Another important part of choosing the right wood is in choosing the type of tree. The best fires are burned with hardwoods. Examples of these are maple, birch, and oak. Soft woods like pine, are not the best for fires. They are a knotty wood and tend to pop a lot when burned.
Seasoned Vs. Green Wood
It always a good idea to have a clean fireplace. If you have a large amount of ashes, the fire will not burn well. Clean them out for the best results.
The second step to my prep work might surprise you. It involves the collecting of pine cones. While some people like to be all fancy with their kindling options, I have found that pine cones work better and are easier to light. And best of all, pine cones are free! If you have small children, this is a great activity for them to help out with as well.
Simply stack your small to medium, split and seasoned fire wood on your metal grate. Now take your dried pine cones and fill the area randomly all around the wood. You're going to light the pine cones and those pine cones will light your logs. For a quick start to the fire, make sure that pine cones are lit in many different areas.
Sweep It Out
After you have cleaned the space, it's time to choose the logs. I like to choose logs of differing sizes. The reason? Of course smaller logs catch fire more quickly; but they won't burn as long. Conversely, the larger logs catch fire more slowly but will keep burning for a longer time frame. In fire management, it's important to stay on top of your fire, turning the logs, stoking the coals, etc. I want to sit back and relax as much as possible. This means getting up less often to fetch more wood.
Simply light the pine cones in several places with a lighter. This is important in order for all of the logs to catch on fire.
Pine cones catch fire quicker and burn longer and hotter than paper or traditional kindling. This intense flame is what will quickly light the larger logs. You need a log that will catch fire quickly. Hence the reason for using season or dried out wood.
If you look closely in my photo, you'll see a long piece of newspaper. The newspaper was twisted into a rope-like fashion so that it would take a little longer to burn. I then took a handheld lighter and lit the newspaper and then lit the pine cones in several places.
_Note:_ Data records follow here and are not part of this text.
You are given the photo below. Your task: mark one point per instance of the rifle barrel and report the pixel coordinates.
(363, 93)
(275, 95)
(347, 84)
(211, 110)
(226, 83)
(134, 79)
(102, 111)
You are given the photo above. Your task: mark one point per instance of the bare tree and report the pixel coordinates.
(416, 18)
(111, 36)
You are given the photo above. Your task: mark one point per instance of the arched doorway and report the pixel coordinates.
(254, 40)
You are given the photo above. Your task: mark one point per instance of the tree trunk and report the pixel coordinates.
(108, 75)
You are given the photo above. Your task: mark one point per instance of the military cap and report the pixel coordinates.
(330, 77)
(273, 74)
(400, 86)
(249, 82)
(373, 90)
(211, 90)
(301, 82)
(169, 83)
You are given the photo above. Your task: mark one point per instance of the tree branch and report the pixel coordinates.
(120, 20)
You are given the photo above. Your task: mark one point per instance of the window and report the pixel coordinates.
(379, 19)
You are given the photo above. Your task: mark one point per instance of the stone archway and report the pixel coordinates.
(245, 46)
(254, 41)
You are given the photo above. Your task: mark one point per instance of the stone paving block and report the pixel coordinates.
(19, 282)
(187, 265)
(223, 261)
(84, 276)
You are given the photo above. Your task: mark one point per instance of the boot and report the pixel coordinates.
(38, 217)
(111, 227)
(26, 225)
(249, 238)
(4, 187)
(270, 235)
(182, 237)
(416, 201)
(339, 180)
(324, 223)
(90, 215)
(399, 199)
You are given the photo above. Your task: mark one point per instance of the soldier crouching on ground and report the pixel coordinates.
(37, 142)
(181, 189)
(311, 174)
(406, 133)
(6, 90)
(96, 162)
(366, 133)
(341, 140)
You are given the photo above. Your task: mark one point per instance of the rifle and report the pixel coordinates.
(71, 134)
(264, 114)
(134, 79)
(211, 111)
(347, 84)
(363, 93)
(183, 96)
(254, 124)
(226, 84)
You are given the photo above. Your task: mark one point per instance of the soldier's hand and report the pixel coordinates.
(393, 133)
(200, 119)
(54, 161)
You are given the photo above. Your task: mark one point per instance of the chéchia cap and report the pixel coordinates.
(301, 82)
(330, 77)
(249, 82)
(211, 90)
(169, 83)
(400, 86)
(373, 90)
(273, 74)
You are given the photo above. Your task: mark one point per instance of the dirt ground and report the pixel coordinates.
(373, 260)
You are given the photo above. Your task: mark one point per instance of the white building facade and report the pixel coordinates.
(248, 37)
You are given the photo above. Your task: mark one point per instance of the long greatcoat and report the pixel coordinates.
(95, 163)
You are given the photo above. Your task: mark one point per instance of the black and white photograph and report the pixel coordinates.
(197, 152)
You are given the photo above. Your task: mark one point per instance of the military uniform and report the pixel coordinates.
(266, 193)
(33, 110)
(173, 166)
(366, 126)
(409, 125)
In less than five minutes, I transformed my pile of wood and pine cones into a roaring, beautiful fire. Ahh. And I did it all without the use (and wasted cost) of a gas starter!
Starting a fire at home has so many advantages:
- Energy savings because you don't need to run your heater so much
- Wood and pine cones are a renewable resource that is readily available to all
- A feeling of coziness in the room coupled with warmth
- A beautiful, mesmerizing fire at home never gets old
- It's a fun way to stay warm on a cold night!